State auditor issues finding against Island County

The Washington State Auditor’s Office issued an audit finding against Island County for the second year in a row.

Auditors found “significant deficiencies in internal controls over financial reporting that resulted in errors in the county’s financial statements,” the audit report states.

The report covers the year 2016. There was no allegation that any money was lost or misappropriated.

Because of the errors, “cash and equivalents” were overstated by $1.69 million; investments in capital assets were overstated by $240,000; land and infrastructure were overstated by hundreds of thousands of dollars; and fourth quarter premiums weren’t reported.

Island County Auditor Sheilah Crider’s office is responsible for a wide range of financial reporting and financial oversight for the entire county.

Crider released a statement saying turnover in key positions in her office “contributed to the loss of institutional knowledge that directly impacted the quality of the financial statement.”

“Corrective action has been taken to ensure these issues will not arise in the future,” Crider said in her statement.

Specifically, new staff members were hired, duties and responsibilities among the accounting staff were reorganized, and prior practices were revised, Crider wrote.

The audit report also states that the isolation of county departments from one another contributes to the problems.

County Budget Director Elaine Marlow agrees with this assessment.

“One of the problems I think they correctly identified,” she said, “is the (county) auditor’s outreach and communication to departments need to be strengthened.”

Marlow said the errors had no real effect on the operation of the county.
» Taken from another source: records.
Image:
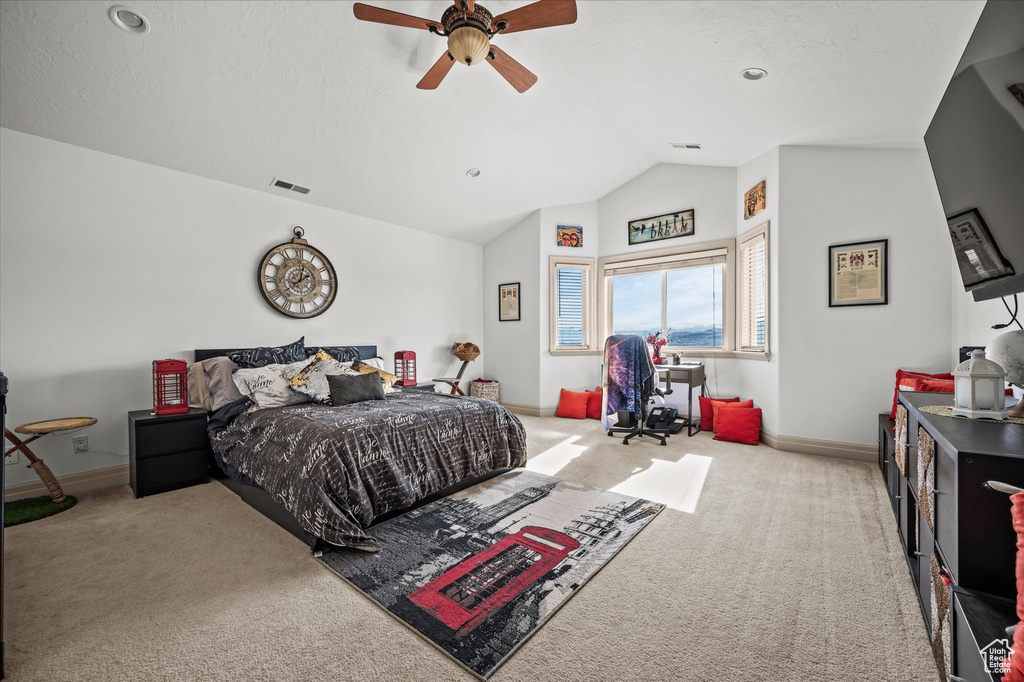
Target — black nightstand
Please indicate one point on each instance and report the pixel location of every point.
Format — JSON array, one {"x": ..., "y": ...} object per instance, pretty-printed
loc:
[{"x": 168, "y": 452}]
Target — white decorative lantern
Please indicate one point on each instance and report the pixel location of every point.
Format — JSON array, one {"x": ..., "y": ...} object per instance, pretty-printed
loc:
[{"x": 979, "y": 389}]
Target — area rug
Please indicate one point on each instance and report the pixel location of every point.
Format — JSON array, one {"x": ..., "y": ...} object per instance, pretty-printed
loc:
[{"x": 478, "y": 572}]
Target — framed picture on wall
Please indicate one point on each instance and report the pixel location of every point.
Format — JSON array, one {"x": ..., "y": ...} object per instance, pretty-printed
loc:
[
  {"x": 508, "y": 302},
  {"x": 858, "y": 273},
  {"x": 570, "y": 236},
  {"x": 667, "y": 226}
]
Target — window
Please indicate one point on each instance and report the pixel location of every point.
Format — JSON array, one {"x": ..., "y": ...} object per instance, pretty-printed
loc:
[
  {"x": 683, "y": 295},
  {"x": 571, "y": 304},
  {"x": 753, "y": 290}
]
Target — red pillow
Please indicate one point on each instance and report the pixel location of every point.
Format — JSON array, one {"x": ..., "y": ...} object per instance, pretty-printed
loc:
[
  {"x": 739, "y": 425},
  {"x": 722, "y": 406},
  {"x": 571, "y": 405},
  {"x": 900, "y": 374},
  {"x": 708, "y": 411},
  {"x": 594, "y": 403}
]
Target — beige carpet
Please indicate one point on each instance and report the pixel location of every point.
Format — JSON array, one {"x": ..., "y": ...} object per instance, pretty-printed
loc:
[{"x": 788, "y": 569}]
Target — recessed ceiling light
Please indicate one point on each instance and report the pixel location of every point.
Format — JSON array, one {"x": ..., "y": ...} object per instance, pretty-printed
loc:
[{"x": 128, "y": 19}]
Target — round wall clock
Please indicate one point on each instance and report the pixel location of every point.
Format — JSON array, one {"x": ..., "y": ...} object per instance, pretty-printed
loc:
[{"x": 296, "y": 279}]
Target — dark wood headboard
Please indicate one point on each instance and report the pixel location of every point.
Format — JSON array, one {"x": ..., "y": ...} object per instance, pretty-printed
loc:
[{"x": 206, "y": 353}]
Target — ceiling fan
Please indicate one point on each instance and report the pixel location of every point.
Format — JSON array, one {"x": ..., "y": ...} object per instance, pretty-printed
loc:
[{"x": 469, "y": 28}]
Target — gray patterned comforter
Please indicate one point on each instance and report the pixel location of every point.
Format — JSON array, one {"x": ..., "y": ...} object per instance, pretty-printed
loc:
[{"x": 337, "y": 469}]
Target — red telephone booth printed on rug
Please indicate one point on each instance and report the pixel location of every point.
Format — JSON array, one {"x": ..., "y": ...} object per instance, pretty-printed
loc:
[{"x": 468, "y": 593}]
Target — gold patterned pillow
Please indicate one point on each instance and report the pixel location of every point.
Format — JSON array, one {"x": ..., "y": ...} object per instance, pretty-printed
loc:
[
  {"x": 386, "y": 377},
  {"x": 311, "y": 379}
]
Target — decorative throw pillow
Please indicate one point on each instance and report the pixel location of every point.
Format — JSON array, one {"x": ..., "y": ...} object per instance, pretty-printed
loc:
[
  {"x": 594, "y": 398},
  {"x": 219, "y": 372},
  {"x": 199, "y": 391},
  {"x": 346, "y": 389},
  {"x": 340, "y": 353},
  {"x": 386, "y": 377},
  {"x": 717, "y": 410},
  {"x": 708, "y": 412},
  {"x": 250, "y": 357},
  {"x": 266, "y": 386},
  {"x": 738, "y": 425},
  {"x": 311, "y": 379},
  {"x": 571, "y": 405}
]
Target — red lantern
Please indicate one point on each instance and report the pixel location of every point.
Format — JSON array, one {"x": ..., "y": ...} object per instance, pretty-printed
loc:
[
  {"x": 170, "y": 387},
  {"x": 404, "y": 368}
]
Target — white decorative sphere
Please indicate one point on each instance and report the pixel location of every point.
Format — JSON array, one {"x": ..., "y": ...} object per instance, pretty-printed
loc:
[{"x": 1008, "y": 350}]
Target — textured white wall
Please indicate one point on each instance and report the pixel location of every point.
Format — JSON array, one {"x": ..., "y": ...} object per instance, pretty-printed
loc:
[
  {"x": 511, "y": 347},
  {"x": 107, "y": 264},
  {"x": 837, "y": 365}
]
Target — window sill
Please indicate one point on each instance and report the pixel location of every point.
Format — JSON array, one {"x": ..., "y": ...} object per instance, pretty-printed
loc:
[
  {"x": 738, "y": 354},
  {"x": 573, "y": 351}
]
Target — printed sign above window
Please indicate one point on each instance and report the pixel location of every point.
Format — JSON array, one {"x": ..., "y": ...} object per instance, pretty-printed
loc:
[
  {"x": 754, "y": 201},
  {"x": 570, "y": 236},
  {"x": 660, "y": 227}
]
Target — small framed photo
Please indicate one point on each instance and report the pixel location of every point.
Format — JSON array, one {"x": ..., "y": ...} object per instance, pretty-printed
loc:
[
  {"x": 858, "y": 273},
  {"x": 570, "y": 236},
  {"x": 508, "y": 302},
  {"x": 754, "y": 201}
]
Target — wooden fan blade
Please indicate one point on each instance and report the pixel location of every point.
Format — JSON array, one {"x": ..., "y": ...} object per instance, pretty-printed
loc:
[
  {"x": 369, "y": 13},
  {"x": 541, "y": 14},
  {"x": 437, "y": 73},
  {"x": 518, "y": 76}
]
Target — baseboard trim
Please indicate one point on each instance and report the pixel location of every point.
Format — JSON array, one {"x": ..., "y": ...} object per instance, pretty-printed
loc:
[
  {"x": 846, "y": 451},
  {"x": 528, "y": 410},
  {"x": 74, "y": 483}
]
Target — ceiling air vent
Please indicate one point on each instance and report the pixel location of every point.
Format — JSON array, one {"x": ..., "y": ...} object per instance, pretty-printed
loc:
[{"x": 289, "y": 185}]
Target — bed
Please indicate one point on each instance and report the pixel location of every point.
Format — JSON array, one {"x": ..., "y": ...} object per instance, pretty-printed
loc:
[{"x": 328, "y": 473}]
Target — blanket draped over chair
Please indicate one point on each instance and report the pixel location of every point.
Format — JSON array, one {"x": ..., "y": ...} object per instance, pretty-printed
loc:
[{"x": 627, "y": 368}]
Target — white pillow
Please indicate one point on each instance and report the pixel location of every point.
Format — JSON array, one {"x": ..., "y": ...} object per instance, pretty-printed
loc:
[{"x": 266, "y": 386}]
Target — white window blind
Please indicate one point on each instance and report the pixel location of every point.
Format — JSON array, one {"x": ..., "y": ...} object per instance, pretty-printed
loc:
[
  {"x": 571, "y": 302},
  {"x": 753, "y": 272}
]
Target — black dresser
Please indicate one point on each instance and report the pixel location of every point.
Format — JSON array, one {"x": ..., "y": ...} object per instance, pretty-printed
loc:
[
  {"x": 167, "y": 452},
  {"x": 971, "y": 536}
]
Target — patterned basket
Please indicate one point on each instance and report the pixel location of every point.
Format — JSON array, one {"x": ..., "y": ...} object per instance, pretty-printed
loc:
[{"x": 484, "y": 389}]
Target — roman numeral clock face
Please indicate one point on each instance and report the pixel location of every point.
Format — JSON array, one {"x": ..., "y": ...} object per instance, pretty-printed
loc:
[{"x": 297, "y": 280}]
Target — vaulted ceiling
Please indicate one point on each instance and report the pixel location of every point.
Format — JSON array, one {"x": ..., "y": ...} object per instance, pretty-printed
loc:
[{"x": 246, "y": 91}]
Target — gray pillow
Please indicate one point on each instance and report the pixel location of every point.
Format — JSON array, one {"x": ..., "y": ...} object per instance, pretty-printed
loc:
[
  {"x": 345, "y": 389},
  {"x": 252, "y": 357},
  {"x": 218, "y": 380}
]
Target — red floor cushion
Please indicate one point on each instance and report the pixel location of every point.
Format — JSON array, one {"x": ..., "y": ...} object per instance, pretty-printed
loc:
[
  {"x": 901, "y": 375},
  {"x": 594, "y": 398},
  {"x": 722, "y": 406},
  {"x": 738, "y": 425},
  {"x": 571, "y": 405},
  {"x": 708, "y": 411}
]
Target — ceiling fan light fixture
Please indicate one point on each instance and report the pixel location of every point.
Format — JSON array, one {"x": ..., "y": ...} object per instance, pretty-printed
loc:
[{"x": 469, "y": 45}]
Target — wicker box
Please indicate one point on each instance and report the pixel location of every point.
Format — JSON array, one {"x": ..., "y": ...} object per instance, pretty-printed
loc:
[{"x": 484, "y": 389}]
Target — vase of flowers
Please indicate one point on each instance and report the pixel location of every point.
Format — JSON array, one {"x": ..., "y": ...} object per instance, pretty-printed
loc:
[{"x": 655, "y": 341}]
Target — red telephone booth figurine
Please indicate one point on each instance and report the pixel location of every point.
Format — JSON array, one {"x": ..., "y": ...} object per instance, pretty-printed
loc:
[
  {"x": 170, "y": 387},
  {"x": 404, "y": 368}
]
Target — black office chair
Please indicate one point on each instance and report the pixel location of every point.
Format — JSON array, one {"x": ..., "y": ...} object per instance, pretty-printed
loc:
[{"x": 626, "y": 349}]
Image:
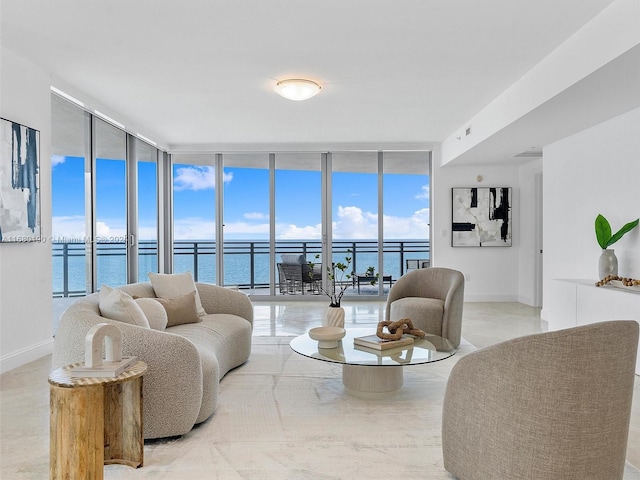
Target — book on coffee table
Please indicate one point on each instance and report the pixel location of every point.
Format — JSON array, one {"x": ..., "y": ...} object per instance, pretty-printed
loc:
[{"x": 377, "y": 343}]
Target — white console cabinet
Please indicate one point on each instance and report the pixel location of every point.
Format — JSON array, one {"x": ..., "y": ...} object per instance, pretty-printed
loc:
[{"x": 580, "y": 302}]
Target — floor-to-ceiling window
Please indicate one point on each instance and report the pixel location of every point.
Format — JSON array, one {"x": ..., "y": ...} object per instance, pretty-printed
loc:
[
  {"x": 298, "y": 222},
  {"x": 406, "y": 211},
  {"x": 246, "y": 216},
  {"x": 354, "y": 209},
  {"x": 147, "y": 193},
  {"x": 229, "y": 218},
  {"x": 110, "y": 204},
  {"x": 104, "y": 202},
  {"x": 194, "y": 216},
  {"x": 69, "y": 161}
]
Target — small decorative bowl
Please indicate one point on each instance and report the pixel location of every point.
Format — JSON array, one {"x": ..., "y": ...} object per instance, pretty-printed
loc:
[{"x": 327, "y": 337}]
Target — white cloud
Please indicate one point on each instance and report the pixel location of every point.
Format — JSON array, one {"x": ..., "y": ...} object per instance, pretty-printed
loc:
[
  {"x": 352, "y": 222},
  {"x": 193, "y": 228},
  {"x": 68, "y": 227},
  {"x": 197, "y": 178},
  {"x": 246, "y": 230},
  {"x": 256, "y": 216},
  {"x": 57, "y": 160},
  {"x": 293, "y": 232},
  {"x": 72, "y": 228},
  {"x": 414, "y": 227},
  {"x": 424, "y": 193}
]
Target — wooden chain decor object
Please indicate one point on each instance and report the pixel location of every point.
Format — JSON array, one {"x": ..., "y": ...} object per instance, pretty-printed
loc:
[{"x": 397, "y": 329}]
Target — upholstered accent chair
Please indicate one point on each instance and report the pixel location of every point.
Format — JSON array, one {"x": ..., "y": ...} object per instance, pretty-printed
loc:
[
  {"x": 548, "y": 406},
  {"x": 432, "y": 298}
]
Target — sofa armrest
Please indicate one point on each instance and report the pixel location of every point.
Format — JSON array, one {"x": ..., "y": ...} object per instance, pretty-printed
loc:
[
  {"x": 172, "y": 383},
  {"x": 217, "y": 299}
]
Rather, the problem, essentially, was that financial information was reported in the wrong category.

The audit report also outlines a series of recommendations to different departments.

It states, for example, that auditors found employee reimbursement forms that were missing receipts or signatures from department heads. In some cases, employees signed their own reimbursement forms.

Marlow explained that it was the county auditor’s office responsibility to review the forms as part of the voucher process.

The audit report also recommends the Island County Sheriff’s Office maintain an inventory log of stored evidence. Sheriff Mark Brown, however, said all evidence is logged into the Spillman computer system and he questions the need for a written log on top of that.

Last year the state auditor issued a finding, also for “significant deficiencies” in internal controls over financial reporting. Auditors found that county financial staff didn’t have adequate knowledge to properly implement a new accounting rule from the Government Accounting Standards Board for reporting on pensions.

As a result, pension assets were overstated by $14.7 million.